Peter Newman is a cheerful sort of chap. When he’s not writing novels of his own, he’s also well known for the role of the murderous butler in the popular book podcast, Tea & Jeopardy. Newman’s previous series, The Vagrant and its sequels, was a grim dark blend of high fantasy, techno-weirdness and grinding but compelling narrative.
It would be inaccurate to say that The Deathless is more of the same, as the author has clearly improved in terms of nuance and approach. Newman has created a new and original world for his latest series and yet his basic style and motif remain unchanged. Or to put it another way, if you loved The Vagrant you’re going to be delighted by The Deathless.
The story revolves around the machinations of the titular Deathless. These are ‘sort of immortal’ beings who have their souls ‘re-housed’ in the bodies of their descendants upon death. Their primary duty is to fight back the hordes of demons that infest the world. They have a collection of wonderful toys, including incredible armour and weapons that allow for some spectacular action scenes. Monsters lurk in the Wilds, each with its own horrible abilities and gifts to employ on any mortal dumb enough to stray off the path. Humanity, for the most part, shelters itself via vast crystalline mega-structures, connected by the impressive ‘God Roads’. The delicate balance collapses when one of the houses seemingly loses its grip on reality and their actions (and lack of action) seem to threaten the delicate balance that keeps everyone alive.

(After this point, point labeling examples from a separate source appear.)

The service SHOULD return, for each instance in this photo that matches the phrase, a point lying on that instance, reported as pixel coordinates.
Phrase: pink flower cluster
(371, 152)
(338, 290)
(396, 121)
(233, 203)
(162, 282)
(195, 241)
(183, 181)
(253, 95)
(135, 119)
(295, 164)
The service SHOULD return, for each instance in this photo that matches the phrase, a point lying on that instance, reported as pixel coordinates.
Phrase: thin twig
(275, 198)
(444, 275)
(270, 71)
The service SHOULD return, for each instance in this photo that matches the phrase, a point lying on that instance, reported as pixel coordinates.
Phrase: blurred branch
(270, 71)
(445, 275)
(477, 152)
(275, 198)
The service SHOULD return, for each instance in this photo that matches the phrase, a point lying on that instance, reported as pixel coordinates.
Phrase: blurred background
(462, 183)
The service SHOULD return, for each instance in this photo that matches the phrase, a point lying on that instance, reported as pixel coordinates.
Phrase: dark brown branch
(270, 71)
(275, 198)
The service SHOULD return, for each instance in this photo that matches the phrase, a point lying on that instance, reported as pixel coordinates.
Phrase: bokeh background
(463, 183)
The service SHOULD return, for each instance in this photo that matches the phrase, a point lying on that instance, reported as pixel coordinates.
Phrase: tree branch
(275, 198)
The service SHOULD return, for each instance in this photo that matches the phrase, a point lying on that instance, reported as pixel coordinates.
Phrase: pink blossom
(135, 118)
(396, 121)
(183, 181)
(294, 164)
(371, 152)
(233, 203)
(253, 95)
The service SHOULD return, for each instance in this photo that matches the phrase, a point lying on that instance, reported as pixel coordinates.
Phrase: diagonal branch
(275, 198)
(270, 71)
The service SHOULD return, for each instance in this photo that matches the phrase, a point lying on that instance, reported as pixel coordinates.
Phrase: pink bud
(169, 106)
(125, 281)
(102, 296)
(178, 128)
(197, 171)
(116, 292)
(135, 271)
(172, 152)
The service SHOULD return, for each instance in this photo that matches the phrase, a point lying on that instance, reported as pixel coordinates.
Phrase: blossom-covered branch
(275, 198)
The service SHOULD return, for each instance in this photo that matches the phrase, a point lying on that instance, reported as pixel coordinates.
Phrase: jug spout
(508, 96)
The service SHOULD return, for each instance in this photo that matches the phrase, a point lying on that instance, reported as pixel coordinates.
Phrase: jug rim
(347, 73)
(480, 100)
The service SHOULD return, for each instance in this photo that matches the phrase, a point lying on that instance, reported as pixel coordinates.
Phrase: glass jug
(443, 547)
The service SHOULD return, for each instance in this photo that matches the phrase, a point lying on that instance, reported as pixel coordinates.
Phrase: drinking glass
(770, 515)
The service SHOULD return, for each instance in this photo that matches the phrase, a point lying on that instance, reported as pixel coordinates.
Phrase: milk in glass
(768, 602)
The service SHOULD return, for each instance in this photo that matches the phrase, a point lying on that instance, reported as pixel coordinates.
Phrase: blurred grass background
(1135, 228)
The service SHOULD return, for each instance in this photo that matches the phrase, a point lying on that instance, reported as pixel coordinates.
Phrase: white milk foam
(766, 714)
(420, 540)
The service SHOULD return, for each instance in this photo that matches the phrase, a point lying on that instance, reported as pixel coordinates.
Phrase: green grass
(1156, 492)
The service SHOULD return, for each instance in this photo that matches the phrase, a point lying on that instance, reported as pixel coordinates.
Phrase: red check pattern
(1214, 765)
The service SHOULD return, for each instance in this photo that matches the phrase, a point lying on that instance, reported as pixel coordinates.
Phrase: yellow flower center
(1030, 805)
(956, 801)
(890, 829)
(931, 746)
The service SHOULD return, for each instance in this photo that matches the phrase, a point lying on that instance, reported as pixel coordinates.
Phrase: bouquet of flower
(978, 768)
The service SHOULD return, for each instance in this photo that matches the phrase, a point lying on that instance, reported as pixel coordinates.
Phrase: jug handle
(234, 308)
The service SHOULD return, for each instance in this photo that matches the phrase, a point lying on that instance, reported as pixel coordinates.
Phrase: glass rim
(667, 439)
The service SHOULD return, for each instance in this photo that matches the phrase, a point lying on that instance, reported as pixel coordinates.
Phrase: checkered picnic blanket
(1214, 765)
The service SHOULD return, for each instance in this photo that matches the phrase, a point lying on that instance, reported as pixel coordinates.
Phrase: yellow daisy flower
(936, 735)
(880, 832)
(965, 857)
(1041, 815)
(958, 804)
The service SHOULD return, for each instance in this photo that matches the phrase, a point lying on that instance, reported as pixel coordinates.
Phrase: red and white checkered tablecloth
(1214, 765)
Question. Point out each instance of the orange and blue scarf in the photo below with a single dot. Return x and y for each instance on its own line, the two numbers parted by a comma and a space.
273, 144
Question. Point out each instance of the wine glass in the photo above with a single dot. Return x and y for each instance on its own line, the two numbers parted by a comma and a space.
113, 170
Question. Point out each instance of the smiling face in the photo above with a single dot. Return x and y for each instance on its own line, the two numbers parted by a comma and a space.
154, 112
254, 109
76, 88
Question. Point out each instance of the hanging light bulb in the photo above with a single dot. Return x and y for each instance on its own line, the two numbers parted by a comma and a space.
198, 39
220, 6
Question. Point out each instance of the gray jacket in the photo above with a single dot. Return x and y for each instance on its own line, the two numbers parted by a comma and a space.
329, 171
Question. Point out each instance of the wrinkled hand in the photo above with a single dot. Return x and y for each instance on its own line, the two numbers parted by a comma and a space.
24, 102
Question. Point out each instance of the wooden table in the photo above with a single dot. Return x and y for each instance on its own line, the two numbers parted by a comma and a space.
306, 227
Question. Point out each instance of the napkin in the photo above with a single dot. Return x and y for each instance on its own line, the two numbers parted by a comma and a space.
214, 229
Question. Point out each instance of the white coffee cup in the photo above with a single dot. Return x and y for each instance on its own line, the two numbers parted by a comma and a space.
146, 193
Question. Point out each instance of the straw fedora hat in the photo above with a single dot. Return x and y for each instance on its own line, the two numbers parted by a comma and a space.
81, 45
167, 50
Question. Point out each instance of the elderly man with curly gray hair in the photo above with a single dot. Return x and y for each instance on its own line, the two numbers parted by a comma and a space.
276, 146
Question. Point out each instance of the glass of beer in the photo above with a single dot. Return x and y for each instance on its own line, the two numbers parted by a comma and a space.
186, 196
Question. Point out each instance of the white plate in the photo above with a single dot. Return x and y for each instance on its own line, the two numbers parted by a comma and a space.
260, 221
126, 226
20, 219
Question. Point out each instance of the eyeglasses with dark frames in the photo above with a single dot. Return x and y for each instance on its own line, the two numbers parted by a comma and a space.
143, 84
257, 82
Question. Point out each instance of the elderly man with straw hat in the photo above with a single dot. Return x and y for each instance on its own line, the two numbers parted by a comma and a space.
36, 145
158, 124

The Deathless has that addictive blend of gritty super-science and high fantasy aesthetic that will be familiar to fans of the likes of Nemesis the Warlock, Warhammer 40,000 and Krull. However, all of this is accomplished with a unique smoothness that makes the world as believable as it is ridiculous. The actual plot is one of warring families and internecine politics, interspersed with weird ideas, horrible creatures and multiple perspectives. Newman integrates world-building into his storytelling effortlessly and the pacing is exceptionally well judged. You find yourself at the end of the book in a flash and are immediately left wanting more; a pretty impressive feat for episodic fantasy storytelling.